Less than most people think – and the assumption that it takes significant assets to qualify is one of the reasons people wait too long to get started. The earlier you build good habits and make intentional decisions, the more those decisions compound over time. That’s not a platitude; it’s arithmetic. The more useful question is whether your financial life has enough moving parts – income, goals, debt, employer benefits, family obligations – to make outside guidance worth the cost. For most working adults, it does.
What topics does Saxon's Next-Generation Financial Education program cover?
The topics are built around what most people were never formally taught: how to make your money grow, the practical difference between investing and speculation, how stocks, bonds, and ETFs actually function, how to generate income from a portfolio, and how to think about liquidity when life doesn’t go according to plan. The curriculum isn’t fixed – the first meeting is a conversation about what’s relevant to you, not a standardized lesson. Topics get selected based on where you actually are, not where some checklist assumes you should be.
Who is the Next-Generation Financial Education program designed for?
It’s built for the families of Saxon’s clients – specifically people who are earlier in their financial journey and want real guidance rather than generic advice from the internet. That might be a young professional making their first investment decisions, a college student trying to understand how money actually works, or someone who just got their first real paycheck and has no idea what to do with it. The conversations are kept confidential and low-pressure. Questions that would feel awkward to ask anywhere else tend to come up in these meetings, and that’s the point.

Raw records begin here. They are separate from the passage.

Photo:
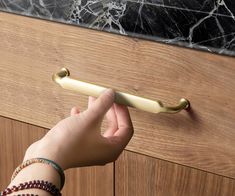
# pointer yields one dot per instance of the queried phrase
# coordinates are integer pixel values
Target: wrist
(36, 171)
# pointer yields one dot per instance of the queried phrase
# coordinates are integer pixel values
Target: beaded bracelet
(41, 160)
(36, 184)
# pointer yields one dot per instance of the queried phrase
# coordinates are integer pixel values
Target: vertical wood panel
(31, 50)
(140, 175)
(16, 136)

What is the difference between investing and speculation?
Investing means putting money into something with a reasonable expectation of long-term growth, based on fundamentals – earnings, value creation, time in the market. Speculation means accepting significantly more risk in pursuit of faster returns, usually based on price movement rather than what the underlying asset is actually worth. Both happen in the same markets, which is part of why people confuse them. The distinction matters because your time horizon and your ability to absorb losses should determine which one makes sense – and in what proportion. Treating speculation like investing is one of the more common ways people get hurt.

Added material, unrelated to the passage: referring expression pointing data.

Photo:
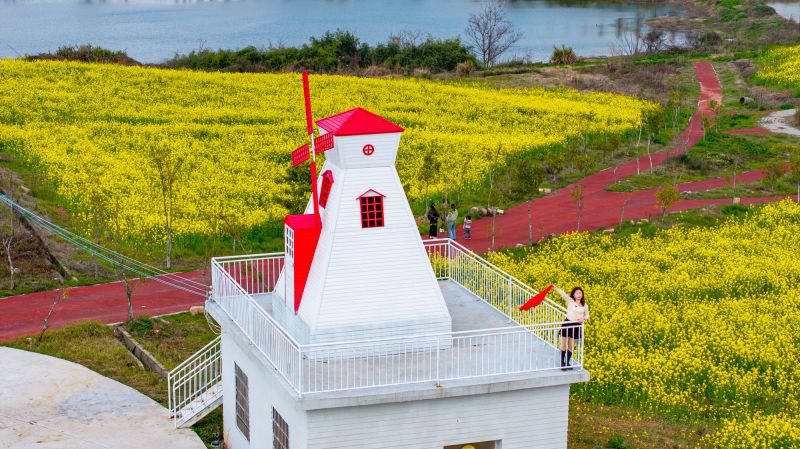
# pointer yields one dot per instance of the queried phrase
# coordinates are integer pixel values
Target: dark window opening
(327, 183)
(280, 431)
(371, 211)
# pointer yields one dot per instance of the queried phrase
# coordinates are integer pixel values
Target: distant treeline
(333, 52)
(339, 51)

How do I know if a career will support my financial goals?
Starting salary is the wrong place to start. The more useful question is what the full compensation picture looks like over a 10 to 20 year arc – income growth potential, benefits, retirement contributions, stability – and whether that trajectory can actually fund the life you want. Most people skip that math entirely when choosing a career, then spend years wondering why the numbers don’t add up. A career that pays modestly but builds toward strong long-term income can be a better financial decision than one that pays well early and plateaus. Neither answer is wrong without knowing what you’re building toward.
How do I develop a healthy relationship with money?

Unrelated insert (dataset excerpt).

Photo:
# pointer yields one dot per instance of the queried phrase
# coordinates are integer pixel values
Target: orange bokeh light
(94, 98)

Most of it gets set before you have any real say in the matter. The way your family talked about money – or avoided talking about it – tends to show up in how you handle it as an adult, usually as avoidance, anxiety, or the opposite: over-control. Treating money as a tool with a specific job to do, rather than a measure of security or success, tends to shift the dynamic. That shift doesn’t come from reading about it once. It comes from building enough financial competence that money stops feeling like something happening to you and starts feeling like something you’re directing. That’s what education is actually for.